Biden, who blasted the 5-4 ruling by the court’s conservative majority Friday as “a tragic error,” has lamented his lack of authority to protect reproductive rights and called on Congress to codify them in federal law.
On Saturday, before departing Washington, Biden again criticized the court for making some “terrible decisions,” a day after calling the ruling the “culmination of a deliberate effort over decades to upset the balance of our law.”
“It’s a realization of an extreme ideology and a tragic error by the Supreme Court, in my view,” Biden said Friday, noting that the conservative justices were “far removed” from how Americans feel about abortion rights. Just over 60% of Americans believe abortion should remain legal in all or most cases, according to the latest Pew survey this month.
The ruling drew responses from several heads of state who are meeting with Biden in Europe this week, evoking explicit laments and even pity about what they viewed as more evidence of America’s democratic backsliding.
Johnson called the ruling “a big step backwards,” reiterating his support for women’s reproductive rights.
Johnson, however, clarified in an interview with CNN that he does not believe the reversal of Roe undermines Biden’s ability to advocate for democratic values around the world. “If you look at what Joe Biden is doing to stick up for people’s rights in Ukraine, it’s quite extraordinary,” he said. “So I don’t see — I don’t see it that way at all.”
French President Emmanuel Macron tweeted that abortion “is a fundamental right for all women” and “must be protected,” adding an expression of support for “the women whose liberties are being undermined by the Supreme Court of the United States.”
And New Zealand Prime Minister Jacinda Ardern, who will attend this week’s NATO summit along with Biden and most of the other G-7 leaders starting Tuesday night in Madrid, said the loss of abortion rights in the U.S. “feels like a loss for women everywhere.”
She added: “When there are so many issues to tackle, so many challenges that face women and girls, we need progress, not to fight the same fights and move backwards.”
On the first day of G-7 meetings, Macron also said that his party plans to propose a bill to inscribe abortion rights in the country’s constitution. “What happened elsewhere must not happen in France,” he said.
Biden, 79, has always considered himself an institutionalist, reluctant to get behind updating the country’s governmental framework even as it undermines his agenda.
In January, however, he threw his support behind a Democratic attempt to change the filibuster rule requiring 60 Senate votes to advance legislation.
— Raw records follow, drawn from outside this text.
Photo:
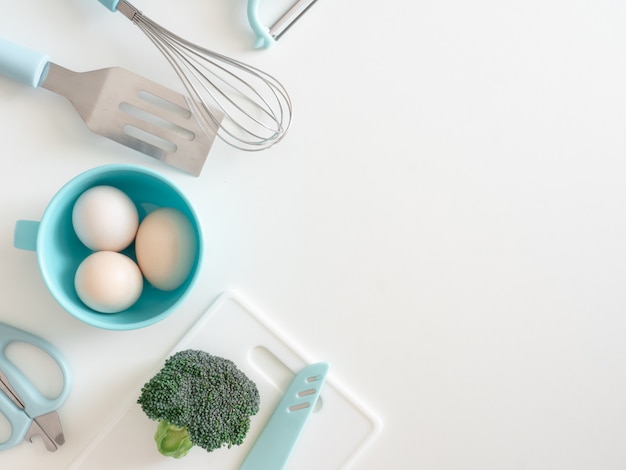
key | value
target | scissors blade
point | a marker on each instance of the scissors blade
(5, 386)
(48, 427)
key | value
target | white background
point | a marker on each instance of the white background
(444, 222)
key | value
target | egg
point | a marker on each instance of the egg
(108, 281)
(105, 218)
(166, 248)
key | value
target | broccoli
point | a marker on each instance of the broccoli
(199, 399)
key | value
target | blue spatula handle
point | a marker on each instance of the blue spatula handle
(22, 64)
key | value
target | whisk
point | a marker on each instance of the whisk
(248, 108)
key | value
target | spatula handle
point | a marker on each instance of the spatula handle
(22, 64)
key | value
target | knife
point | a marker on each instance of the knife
(279, 436)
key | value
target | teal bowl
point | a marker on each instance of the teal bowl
(59, 251)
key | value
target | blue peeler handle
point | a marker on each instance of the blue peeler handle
(35, 404)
He called on his party, which controls the evenly divided Senate because Vice President Kamala Harris breaks tie votes, to pass a bill ensuring federal voting rights protections. The effort failed when two moderate Democrats refused to acquiesce in changing Senate rules.
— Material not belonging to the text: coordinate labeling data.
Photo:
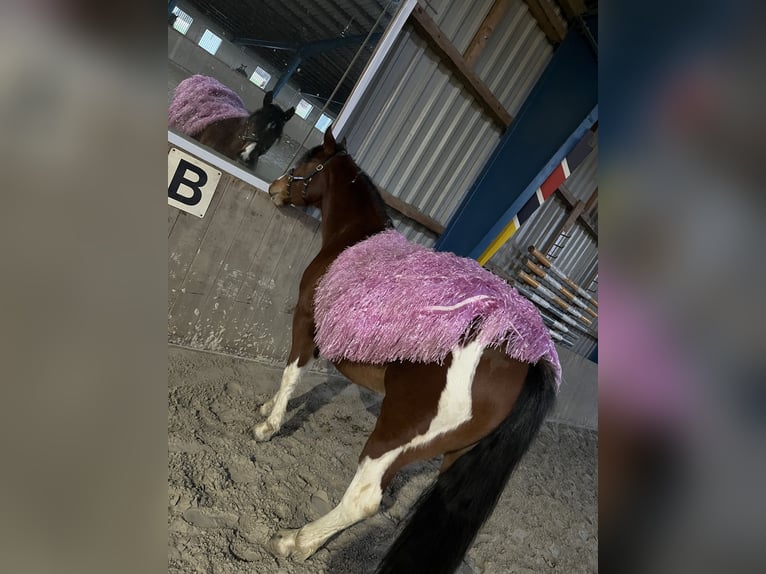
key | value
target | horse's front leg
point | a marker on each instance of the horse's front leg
(361, 499)
(300, 358)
Codifying the rights enshrined in the original Roe decision into federal law would require a similar effort to circumvent the filibuster. As far as alternatives, Biden has long been skeptical of adding justices to alter the ideological balance of the Supreme Court. White House press secretary Karine Jean-Pierre told reporters aboard Air Force One en route to Germany on Saturday that Biden “does not agree” with changing the makeup of the court.